In the last twelve months also went from living in Bristol, England (where I’d gone to study abroad for two semesters) to moving back home to Montreal, Canada. I made the dreaded voyage at the end of June, and George Eliot’s Middlemarch provided the transition between my life there and my life here. As I’ve said elsewhere, I planned to finish the novel in Bristol but ended up using it over there as a kind of manual to explore the British countryside, and finished it in Quebec as a way of easing myself into my old, normal life… It was my first time reading Eliot, and as these things go I read it mostly for the interweaving of plot and the descriptions of quaint English country life. It demands rereading in the future.
As for other books I picked up myself (or that were recommended by G.) during the year, the ones I enjoyed the most tended to be a little bit ludicrous (escapism, anybody?). There was Jocelyne Saucier’s award winning Il pleuvait des oiseaux (It rained birds, as yet untranslated), which I got as a gift at Christmas, about old people falling in love in the woods of Northern Ontario. There was Bulgakov’s thrilling The Master and Margarita, which I read in the train over a trip in Italy that contained way too many hours of transportation. There was Umberto Eco’s brilliant The Mysterious Flame of Queen Loana, about an amnesiac who remembers only everything he’s ever read. These are very different novels, but they are united by their originality and distinctive voices. Here are books that come blazing into your life with their own aesthetics, their own logic. You must accept them on their own terms: that’s what makes for a remarkable reading experience.

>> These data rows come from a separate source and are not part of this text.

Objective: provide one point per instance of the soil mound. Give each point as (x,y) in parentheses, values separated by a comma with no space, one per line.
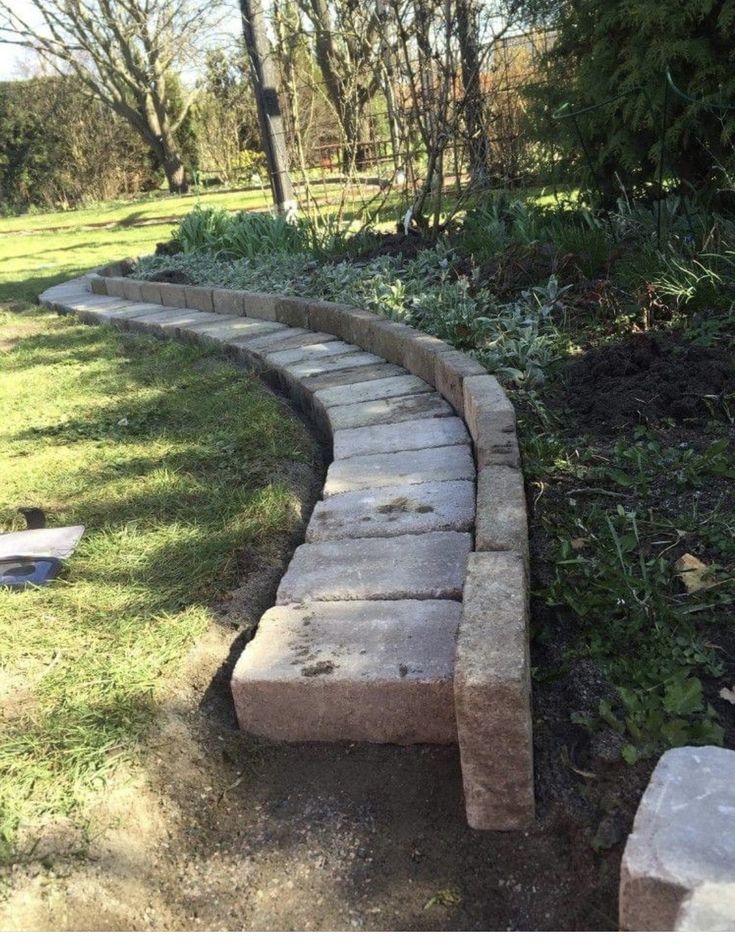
(647,378)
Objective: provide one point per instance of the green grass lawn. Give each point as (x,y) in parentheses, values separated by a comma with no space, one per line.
(170,457)
(38,250)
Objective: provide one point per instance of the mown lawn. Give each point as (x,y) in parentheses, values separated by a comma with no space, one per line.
(173,461)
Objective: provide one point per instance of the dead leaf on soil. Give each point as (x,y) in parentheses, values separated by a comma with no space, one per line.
(694,573)
(447,898)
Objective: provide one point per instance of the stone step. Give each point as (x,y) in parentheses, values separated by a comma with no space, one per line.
(403,509)
(391,469)
(389,410)
(409,567)
(376,671)
(399,437)
(398,386)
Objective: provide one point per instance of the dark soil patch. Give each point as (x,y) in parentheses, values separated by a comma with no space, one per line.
(408,246)
(647,378)
(172,277)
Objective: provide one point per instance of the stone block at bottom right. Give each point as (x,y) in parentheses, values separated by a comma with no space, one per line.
(678,868)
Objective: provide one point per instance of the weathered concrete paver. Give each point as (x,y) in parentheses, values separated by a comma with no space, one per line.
(230,329)
(401,385)
(323,365)
(309,352)
(350,374)
(683,837)
(283,339)
(409,567)
(361,670)
(400,437)
(389,410)
(382,512)
(411,467)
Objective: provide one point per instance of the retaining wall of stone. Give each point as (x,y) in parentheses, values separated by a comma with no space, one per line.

One regret I have about my reading year is that I didn’t get a chance to check out any new publications. Reading books that have been out for a while is a safer choice, but it’s also fun to be able to take part in what everyone’s talking about, like Julian Barnes’ Booker-winning The Sense of and Ending, or Murakami’s 1Q84 or (more recently), Edith Pearlman’s Binocular Vision. There are some books I’m really excited about that will be coming out in the next months, such as Hilary Mantel’s Bring Up the Bodies (the sequel to Wolf Hall) and a new novel by Ian McEwan, Sweet Tooth; hopefully I’ll be more inclined to pick up some reading material from the “hot off the press” pile at my local bookstore.
School’s almost out, now, and there’s a daunting, exciting (and growing) pile of books on my bedside shelf (I realize I just said I was also looking forward to buying new books that will come out this year—it’s the paradox of my existence). Hopefully I’ll be able to spend the upcoming months with my nose between their pages.